No scraping, no paywall bypass: sourcing global financial news the legal way

NataPulse tracks global financial news through a source registry seeded with the world’s top 50 business outlets and merged with the connectors that predate it. Of the sources it holds, 39 actually feed the pipeline; another 21 sit in the registry as metadata, deliberately silent, because they offer no legal free feed. That gap is not a bug or a temporary limitation. It is the direct consequence of one rule the ingest layer will not break: NataPulse acquires content only from public RSS/Atom feeds, official APIs, or licensed feeds. No scraping. No paywall bypass. Ever.

A registry seeded with fifty, active where the law allows

The news source registry seeds the 50 most relevant financial outlets worldwide — US, UK, Europe, India, China, Japan, Canada, Australia and beyond — each with a region, a priority tier, a reliability tier, and an ingestion strategy. At rollout, activation was restricted to feeds that could be legally verified: 39 sources went live, composed of 36 official RSS feeds, the SEC EDGAR API, and two legacy connectors covering central-bank and company investor-relations sources.

Twenty-one sources stayed pending, in three honest categories. Nine are hard-paywalled or license-only outlets — Barron’s, The Economist, Nikkei Asia and peers — that require a paid credential before a single byte is fetched. Six publish no legal feed at all and would need either an RSS endpoint or a licensing deal. Six more nominally offer RSS but returned errors during verification, so they were not switched on; they can be reactivated the day a working legal feed is found. A pending source contributes exactly zero data. It is listed, tiered, and ready — and silent.

The golden rule, enforced at activation

Every source activation is a deliberate operator decision, and it starts with verification: the candidate feed is fetched with the pipeline’s declared user agent, and it must return well-formed RSS or Atom items. A 403, a 404, or an HTML page instead of a feed means the source does not activate — full stop. There is no fallback to fetching article pages, no headless browser, no rotating user agents. Licensed and API-gated sources follow the same discipline: without a valid credential obtained through an explicit procurement decision, the connector performs a clean no-call skip. No credential, no request, no cost, no gray area.

This also means the registry never pretends to have coverage it does not have. When a filing or a story only exists behind a paywall NataPulse has not licensed, the system simply does not know about it from that outlet — and often learns it anyway from one of the 38 other channels or from the primary source itself, such as an SEC filing on EDGAR.

What a real ingest run looks like

The rule does not starve the pipeline. A verified end-to-end run at rollout read 1,396 raw items and inserted 726 after deduplication, with zero errors. Normalization turned all 726 into structured market events; the provenance pass built 1,816 story groups with 3,446 event-source links, confirming 219 of those events across multiple independent outlets. The scoring stage then evaluated 2,042 candidate events, promoted 1,849, and flagged 114 as rumors. In that single run, 26 distinct outlets produced real events — legal feeds alone deliver genuinely global, cross-confirmed coverage.

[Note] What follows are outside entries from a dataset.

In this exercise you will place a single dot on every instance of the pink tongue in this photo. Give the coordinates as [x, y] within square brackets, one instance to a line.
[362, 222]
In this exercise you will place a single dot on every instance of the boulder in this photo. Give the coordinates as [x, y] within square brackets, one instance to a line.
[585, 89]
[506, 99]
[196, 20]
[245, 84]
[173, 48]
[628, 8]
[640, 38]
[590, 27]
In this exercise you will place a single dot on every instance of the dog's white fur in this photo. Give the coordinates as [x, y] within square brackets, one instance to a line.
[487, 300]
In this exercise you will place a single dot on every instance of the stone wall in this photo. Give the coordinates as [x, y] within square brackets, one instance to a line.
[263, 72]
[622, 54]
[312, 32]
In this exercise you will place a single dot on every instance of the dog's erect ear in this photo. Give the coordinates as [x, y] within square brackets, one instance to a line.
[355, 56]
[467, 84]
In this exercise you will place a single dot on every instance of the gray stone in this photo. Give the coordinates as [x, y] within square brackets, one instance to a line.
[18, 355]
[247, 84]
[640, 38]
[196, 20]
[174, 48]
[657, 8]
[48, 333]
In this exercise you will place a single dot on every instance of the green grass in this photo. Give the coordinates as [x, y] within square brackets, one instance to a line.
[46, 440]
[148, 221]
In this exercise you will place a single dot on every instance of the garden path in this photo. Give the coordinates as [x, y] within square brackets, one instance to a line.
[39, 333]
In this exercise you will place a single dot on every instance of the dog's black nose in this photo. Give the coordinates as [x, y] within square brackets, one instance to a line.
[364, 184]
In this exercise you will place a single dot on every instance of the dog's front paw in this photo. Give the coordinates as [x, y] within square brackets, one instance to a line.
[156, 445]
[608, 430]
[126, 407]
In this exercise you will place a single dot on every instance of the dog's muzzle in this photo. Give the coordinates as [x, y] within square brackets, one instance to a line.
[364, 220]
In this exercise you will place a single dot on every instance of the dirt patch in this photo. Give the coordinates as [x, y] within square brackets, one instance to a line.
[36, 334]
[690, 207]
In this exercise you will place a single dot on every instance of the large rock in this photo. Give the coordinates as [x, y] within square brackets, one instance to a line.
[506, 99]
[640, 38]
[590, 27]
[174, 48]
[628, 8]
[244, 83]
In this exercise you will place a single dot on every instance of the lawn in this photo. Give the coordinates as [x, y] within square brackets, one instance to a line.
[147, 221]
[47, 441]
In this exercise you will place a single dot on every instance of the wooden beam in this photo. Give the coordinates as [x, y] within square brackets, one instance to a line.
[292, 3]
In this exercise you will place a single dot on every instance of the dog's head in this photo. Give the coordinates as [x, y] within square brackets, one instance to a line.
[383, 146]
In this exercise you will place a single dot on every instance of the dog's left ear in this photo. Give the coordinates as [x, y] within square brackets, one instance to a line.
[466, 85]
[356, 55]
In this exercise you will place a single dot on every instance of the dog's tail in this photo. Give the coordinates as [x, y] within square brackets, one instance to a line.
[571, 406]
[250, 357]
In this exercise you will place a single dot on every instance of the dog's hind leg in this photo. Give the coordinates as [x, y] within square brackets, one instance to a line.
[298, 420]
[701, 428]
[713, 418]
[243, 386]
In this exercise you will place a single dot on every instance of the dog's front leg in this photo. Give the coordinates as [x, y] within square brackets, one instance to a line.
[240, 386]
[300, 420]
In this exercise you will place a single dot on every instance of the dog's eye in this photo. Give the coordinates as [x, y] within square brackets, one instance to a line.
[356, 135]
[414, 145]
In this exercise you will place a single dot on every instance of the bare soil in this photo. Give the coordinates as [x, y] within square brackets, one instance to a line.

Cross-source confirmation is where the registry design pays off. Because every item carries its outlet, region, and reliability tier from the moment of ingest, the pipeline can tell the difference between one outlet’s claim and a story independently reported by CNBC, Il Sole 24 Ore, and the Economic Times. A single low-authority source stays a rumor; corroborated stories earn confidence.

The Stooq test

Principles are cheap until they cost something. NataPulse’s daily S&P 500 price ingest was originally built on Stooq’s free public CSV endpoint. At rollout, Stooq placed that endpoint behind a JavaScript proof-of-work anti-bot wall. The technically easy move — solve the challenge programmatically and keep pulling data — would have meant circumventing an access control, exactly what the golden rule forbids. Instead, the team switched the live source to Polygon’s official grouped-daily API, which returns every US stock’s end-of-day bar in one sanctioned call. Same data shape, clean terms of use, and the original adapter shelved rather than weaponized.

Provenance-clean data is a feature

Treating legality as a hard constraint produces a pipeline where every event can answer the question “where did this come from?” with a specific feed, a fetch time, and an outlet identity — no laundered scraped text, no content of uncertain rights. That provenance is what makes downstream research defensible: reports cite their evidence, corroboration is computable, and rumors are labeled as rumors. NataPulse’s output is research evidence, never trade instructions — and evidence is only as good as its chain of custody. A registry that would rather stay silent on 21 outlets than scrape them is what keeps that chain intact.